Let’s start with a simple example. Assume that we have four
attributes: A, B, C, and D. We would have six possible combinations
of attributes, namely, A-B, A-C, A-D, B-C, B-D, and C-D. As it turns
out, the following formula can be used to determine the number of
possible tables:
Number of dimension summary tables = (n)! / (n-2)! * 2
Where n = the number of dimension attributes
For four dimensions, we can quickly compute that there are six
summary tables that can be built against the database, as follows:
Number of dimension summary tables = (4)! / (4-2)! * 2
Number of dimension summary tables = 24 / 4
Number of dimension summary tables = 6
However, in our example, we have 10 dimensions. We can compute the
number of possible combinations of these attribute tables, as
follows:
Number of dimension summary tables = (10)! / (10-2)! * 2
Number of dimension summary tables = 3,628,800 / 40,320 * 2
Number of dimension summary tables = 3,628,800 / 80,640
Number of dimension summary tables = 45
Note: The number of combinations equals 45, but the real number of
tables we need is 90 since we must aggregate two facts.
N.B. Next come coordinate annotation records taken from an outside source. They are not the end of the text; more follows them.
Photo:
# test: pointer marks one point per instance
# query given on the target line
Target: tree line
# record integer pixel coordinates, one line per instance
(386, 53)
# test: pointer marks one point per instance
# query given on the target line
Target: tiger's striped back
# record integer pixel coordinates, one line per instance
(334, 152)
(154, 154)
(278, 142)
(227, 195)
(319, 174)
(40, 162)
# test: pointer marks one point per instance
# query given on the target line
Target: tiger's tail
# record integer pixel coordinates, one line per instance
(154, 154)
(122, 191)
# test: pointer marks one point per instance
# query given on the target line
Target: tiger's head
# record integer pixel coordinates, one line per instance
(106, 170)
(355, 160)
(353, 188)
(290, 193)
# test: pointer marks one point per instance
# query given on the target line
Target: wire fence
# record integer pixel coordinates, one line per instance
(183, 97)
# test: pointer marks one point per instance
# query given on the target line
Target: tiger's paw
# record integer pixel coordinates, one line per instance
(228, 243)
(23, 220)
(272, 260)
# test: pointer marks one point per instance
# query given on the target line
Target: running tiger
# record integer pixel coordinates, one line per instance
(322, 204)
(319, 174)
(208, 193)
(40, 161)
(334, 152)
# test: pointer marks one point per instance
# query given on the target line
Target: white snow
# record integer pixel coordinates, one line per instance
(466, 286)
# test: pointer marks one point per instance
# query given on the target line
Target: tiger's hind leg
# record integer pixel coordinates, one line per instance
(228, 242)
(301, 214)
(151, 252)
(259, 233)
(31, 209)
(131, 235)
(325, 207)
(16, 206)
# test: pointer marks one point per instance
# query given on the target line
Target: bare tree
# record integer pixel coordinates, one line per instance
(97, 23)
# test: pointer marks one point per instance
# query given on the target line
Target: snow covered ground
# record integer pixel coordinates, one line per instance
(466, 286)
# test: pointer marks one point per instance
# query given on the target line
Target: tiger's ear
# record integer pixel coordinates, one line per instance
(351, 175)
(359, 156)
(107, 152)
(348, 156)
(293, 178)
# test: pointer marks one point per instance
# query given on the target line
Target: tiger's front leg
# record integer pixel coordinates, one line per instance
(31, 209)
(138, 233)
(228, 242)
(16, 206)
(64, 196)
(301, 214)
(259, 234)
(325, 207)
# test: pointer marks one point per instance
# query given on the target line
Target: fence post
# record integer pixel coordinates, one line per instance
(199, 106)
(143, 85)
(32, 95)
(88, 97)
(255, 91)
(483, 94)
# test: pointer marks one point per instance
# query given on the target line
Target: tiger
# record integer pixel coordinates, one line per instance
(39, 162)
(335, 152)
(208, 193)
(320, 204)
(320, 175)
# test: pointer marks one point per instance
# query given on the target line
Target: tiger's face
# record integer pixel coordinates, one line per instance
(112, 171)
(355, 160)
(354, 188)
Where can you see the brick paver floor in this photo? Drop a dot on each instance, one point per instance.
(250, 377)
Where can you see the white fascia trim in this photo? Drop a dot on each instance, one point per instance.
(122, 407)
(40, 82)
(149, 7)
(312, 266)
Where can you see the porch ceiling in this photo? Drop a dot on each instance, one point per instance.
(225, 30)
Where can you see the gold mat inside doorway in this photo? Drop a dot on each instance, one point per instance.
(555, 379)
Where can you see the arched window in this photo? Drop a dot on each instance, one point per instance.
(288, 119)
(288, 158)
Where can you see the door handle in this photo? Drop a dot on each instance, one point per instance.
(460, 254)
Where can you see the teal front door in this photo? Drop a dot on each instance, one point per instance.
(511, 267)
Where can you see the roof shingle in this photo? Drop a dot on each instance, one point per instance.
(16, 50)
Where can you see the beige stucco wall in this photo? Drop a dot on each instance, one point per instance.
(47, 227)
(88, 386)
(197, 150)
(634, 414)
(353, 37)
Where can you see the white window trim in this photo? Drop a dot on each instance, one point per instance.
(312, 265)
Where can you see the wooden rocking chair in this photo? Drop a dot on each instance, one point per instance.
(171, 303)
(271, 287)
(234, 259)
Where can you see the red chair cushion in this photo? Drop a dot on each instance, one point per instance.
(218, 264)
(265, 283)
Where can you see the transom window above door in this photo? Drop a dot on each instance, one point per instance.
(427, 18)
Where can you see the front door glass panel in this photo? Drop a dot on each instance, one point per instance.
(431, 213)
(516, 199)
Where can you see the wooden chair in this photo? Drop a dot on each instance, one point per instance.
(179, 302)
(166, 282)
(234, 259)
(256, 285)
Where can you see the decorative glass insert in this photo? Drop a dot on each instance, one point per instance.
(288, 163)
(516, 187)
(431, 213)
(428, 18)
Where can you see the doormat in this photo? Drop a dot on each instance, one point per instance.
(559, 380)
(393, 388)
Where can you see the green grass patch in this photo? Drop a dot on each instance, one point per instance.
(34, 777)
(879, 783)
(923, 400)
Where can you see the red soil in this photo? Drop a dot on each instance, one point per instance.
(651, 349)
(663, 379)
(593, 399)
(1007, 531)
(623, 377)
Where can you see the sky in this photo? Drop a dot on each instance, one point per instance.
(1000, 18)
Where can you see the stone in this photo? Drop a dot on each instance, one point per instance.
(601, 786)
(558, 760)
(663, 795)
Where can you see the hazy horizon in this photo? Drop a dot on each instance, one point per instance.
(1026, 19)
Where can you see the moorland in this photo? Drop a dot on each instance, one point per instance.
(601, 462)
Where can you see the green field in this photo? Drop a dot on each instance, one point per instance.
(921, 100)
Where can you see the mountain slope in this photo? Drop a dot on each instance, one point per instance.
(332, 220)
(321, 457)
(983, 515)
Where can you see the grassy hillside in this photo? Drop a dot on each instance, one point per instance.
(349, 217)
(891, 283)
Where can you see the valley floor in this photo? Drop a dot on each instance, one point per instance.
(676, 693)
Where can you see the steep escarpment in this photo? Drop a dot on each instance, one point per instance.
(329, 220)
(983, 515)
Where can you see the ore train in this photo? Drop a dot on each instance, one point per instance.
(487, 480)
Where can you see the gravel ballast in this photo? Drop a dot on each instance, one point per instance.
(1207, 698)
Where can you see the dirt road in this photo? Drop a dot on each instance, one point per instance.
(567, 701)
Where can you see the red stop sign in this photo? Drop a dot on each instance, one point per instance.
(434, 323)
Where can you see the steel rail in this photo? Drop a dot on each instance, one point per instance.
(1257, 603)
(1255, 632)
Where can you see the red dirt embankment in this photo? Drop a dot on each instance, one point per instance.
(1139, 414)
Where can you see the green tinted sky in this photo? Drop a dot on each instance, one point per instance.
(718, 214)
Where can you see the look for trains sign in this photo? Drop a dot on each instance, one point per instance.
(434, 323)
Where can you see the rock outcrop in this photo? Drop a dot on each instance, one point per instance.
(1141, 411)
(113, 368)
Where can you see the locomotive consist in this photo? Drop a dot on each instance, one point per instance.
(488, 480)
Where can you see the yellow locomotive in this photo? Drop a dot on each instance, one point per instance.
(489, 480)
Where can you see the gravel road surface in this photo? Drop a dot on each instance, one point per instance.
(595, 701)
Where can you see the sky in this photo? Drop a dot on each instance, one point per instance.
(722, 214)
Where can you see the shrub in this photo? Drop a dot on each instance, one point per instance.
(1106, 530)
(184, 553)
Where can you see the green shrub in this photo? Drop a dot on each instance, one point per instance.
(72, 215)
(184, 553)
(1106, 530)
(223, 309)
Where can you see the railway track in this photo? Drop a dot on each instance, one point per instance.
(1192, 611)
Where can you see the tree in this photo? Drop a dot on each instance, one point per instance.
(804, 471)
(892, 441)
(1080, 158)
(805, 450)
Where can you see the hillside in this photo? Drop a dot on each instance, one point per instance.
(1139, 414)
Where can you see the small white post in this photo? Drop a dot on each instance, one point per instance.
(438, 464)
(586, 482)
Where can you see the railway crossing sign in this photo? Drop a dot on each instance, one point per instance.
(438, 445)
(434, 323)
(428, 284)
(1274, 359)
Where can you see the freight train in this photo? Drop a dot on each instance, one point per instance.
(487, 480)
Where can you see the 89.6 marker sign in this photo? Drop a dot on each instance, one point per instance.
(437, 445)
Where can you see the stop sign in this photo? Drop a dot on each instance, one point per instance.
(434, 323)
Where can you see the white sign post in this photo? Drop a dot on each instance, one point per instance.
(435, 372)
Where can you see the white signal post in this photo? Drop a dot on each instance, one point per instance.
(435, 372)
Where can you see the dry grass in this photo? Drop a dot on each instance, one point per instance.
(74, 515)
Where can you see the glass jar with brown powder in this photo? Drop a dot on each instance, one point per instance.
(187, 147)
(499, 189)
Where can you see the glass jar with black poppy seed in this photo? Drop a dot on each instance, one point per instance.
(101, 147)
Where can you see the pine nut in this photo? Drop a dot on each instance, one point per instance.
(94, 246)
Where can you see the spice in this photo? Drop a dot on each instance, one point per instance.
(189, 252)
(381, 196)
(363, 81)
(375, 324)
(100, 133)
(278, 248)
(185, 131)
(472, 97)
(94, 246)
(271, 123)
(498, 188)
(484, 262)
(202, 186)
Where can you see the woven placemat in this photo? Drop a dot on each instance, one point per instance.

This is
because we have to perform the calculations twice--once to summarize
the total_cost fact and again for the quantity_sold fact.
Also, we will not be able to create summary hierarchies like our
Excel pivot table did in Chapter 5, so each aggregate table will be
isolated and referenced by some permutation of the dimension names.
If we are going to create 45 tables for each fact, we need to
provide meaningful names to our tables. Sample table names might
include MONTH_BY_YEAR, MONTH_BY_QUARTER, and MONTH_BY_CUSTOMER_NAME.